02 Jun Pandemia decreta novos tempos para a prática desportiva
O combate à pandemia do COVID-19 ditou medidas de confinamento que implicaram restrições à mobilidade e isolamento social. O impacto sentiu-se, também, no contexto desportivo. São disso exemplo o adiamento dos Jogos Olímpicos e dos Jogos Paralímpicos de 2020 para 2021, o término das competições de diferentes modalidades, o condicionamento do normal funcionamento de ginásios, federações desportivas, ligas profissionais e associações territoriais de clubes.
«Contudo, este período de confinamento parece ter servido de alavanca para, em alguns casos, aumentar os hábitos de prática de actividade física, provavelmente resultado de uma maior disponibilidade temporal para o efeito», constata o investigador Eduardo Abade, especialista em treino de força e condição física.
Seis em cada dez consumidores reconhecem que começaram a praticar mais exercício físico em casa e mais de metade dos inquiridos (57%) assume que está a praticar mais desporto, de acordo com um estudo que envolveu mais de três mil pessoas em 15 países dos cinco continentes. No início de Abril, a Direcção-Geral da Saúde avançou, também, com um estudo para conhecer os comportamentos alimentares e de actividade física dos portugueses em contexto de contenção social para que se possam definir estratégias para mitigar os impactos da pandemia nessas áreas.
Apesar da massificação de plataformas e canais de informação emergentes, sobretudo em ambiente digital, o investigador do CIDESD alerta que «é extremamente importante que as pessoas se refugiem em informação credível e fidedigna promovida pelas entidades públicas competentes e profissionais da área do exercício físico e saúde».
«Este princípio deve ser igualmente respeitado no âmbito do treino desportivo, onde as características da modalidade e as necessidades individuais de cada praticante requerem, ainda que à distância, um acompanhamento permanente e rigoroso que permita atenuar as perdas (inevitáveis) nos perfis de rendimento e preparar o regresso a rotinas de treino integradas em cenários mais próximos da realidade competitiva», acrescenta.

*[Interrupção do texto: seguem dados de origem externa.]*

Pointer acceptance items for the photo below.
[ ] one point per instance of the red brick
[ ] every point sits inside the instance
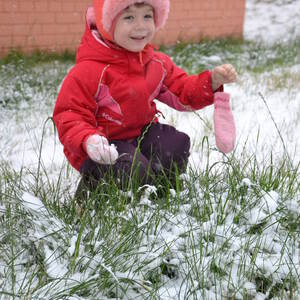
(20, 30)
(68, 18)
(68, 6)
(41, 5)
(55, 6)
(26, 6)
(10, 5)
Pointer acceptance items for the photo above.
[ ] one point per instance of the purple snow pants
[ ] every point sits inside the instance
(160, 150)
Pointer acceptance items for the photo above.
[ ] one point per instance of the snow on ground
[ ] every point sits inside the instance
(269, 21)
(272, 20)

O campeonato português de futebol regressa a 4 de Junho, uma retoma que já aconteceu em países como Alemanha, Hungria, República Checa, Dinamarca, Croácia, Israel, Ucrânia. Paralelamente, Holanda, França ou Luxemburgo optaram por cancelar as competições.

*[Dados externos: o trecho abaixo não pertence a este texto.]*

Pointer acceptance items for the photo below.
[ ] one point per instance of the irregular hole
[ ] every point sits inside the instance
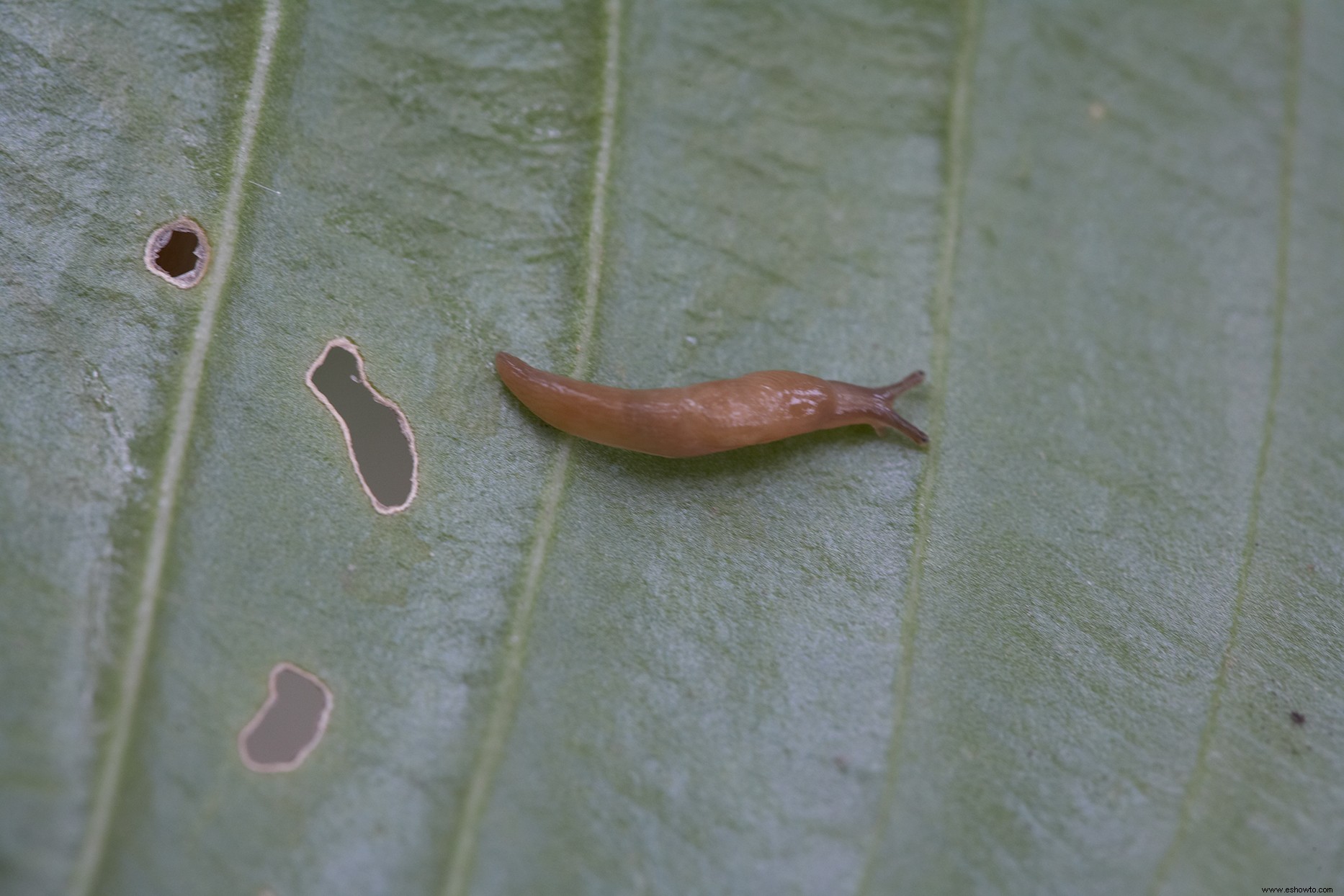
(290, 725)
(179, 253)
(378, 437)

Eduardo Abade considera que este período de confinamento, em parte análogo aos tradicionais períodos de transição entre épocas desportivas, «obrigará à realização de um novo momento pré-competitivo que assegure a retoma de perfis físicos de elevado nível».
Confinamento alavanca novas investigações
A prevenção de lesões e a salvaguarda da saúde dos desportistas é sempre um tema apetecível para investigadores e um ponto de extrema relevância para os agentes de cada modalidade. Por isso, num contexto de pós-confinamento importa observar e avaliar a taxa de incidência e o grau de severidade das lesões. «Começam a surgir sinais preocupantes (e até expectáveis) que nos obrigam a repensar os modelos de transição nestes contextos. A prevenção de lesões não é feita de packs de exercícios e/ou momentos específicos do ciclo anual de treino. Tudo, literalmente tudo o que fazemos, terá influência na ocorrência de lesões», sublinha Eduardo Abade.

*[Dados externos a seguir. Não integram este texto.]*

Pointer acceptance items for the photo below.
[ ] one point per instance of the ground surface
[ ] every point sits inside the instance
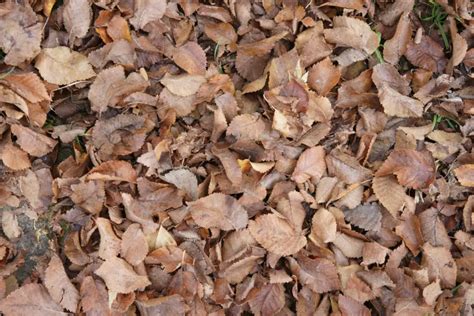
(236, 157)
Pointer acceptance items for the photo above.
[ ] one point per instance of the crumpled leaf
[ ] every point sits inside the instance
(146, 11)
(311, 165)
(351, 32)
(59, 286)
(31, 299)
(77, 16)
(219, 211)
(276, 234)
(414, 169)
(61, 65)
(20, 33)
(120, 277)
(111, 86)
(191, 58)
(33, 143)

A duração/enquadramento das sessões de treino, os critérios de selecção/manipulação dos exercícios, o contexto colectivo/individual de treino, o histórico de cargas/necessidades individuais do sujeito são elementos de «uma abordagem holística e ecológica» que deve ser «respeitada sistematicamente».
«Esta perspectiva torna claro que, apesar das boas intenções e melhores práticas, nunca se preveniu tão pouco as lesões como neste período de confinamento. Não por culpa dos treinadores e jogadores, mas simplesmente porque o contexto nunca antes vivido retirou parte da abordagem holística necessária», constata.
Abrem-se, assim, novas oportunidades para o mundo da investigação procurar respostas que ajudem a estabelecer guias de regresso à prática desportiva que assegurem «patamares elevados de rendimento e saúde dos praticantes desportivos».
«Numa era em que muitos clubes manifestam dificuldade em controlar adequadamente os seus atletas fora do período normal de treino, fica um tempo e espaço de oportunidade para o desenvolvimento de novos métodos e recursos tecnológicos de monitorização e para aprimorar alguns já existentes. Isso pode ser benéfico no upgrade de instrumentos e procedimentos de avaliação e controlo de cargas, recuperação, sono e estratégias nutricionais num futuro próximo», conclui.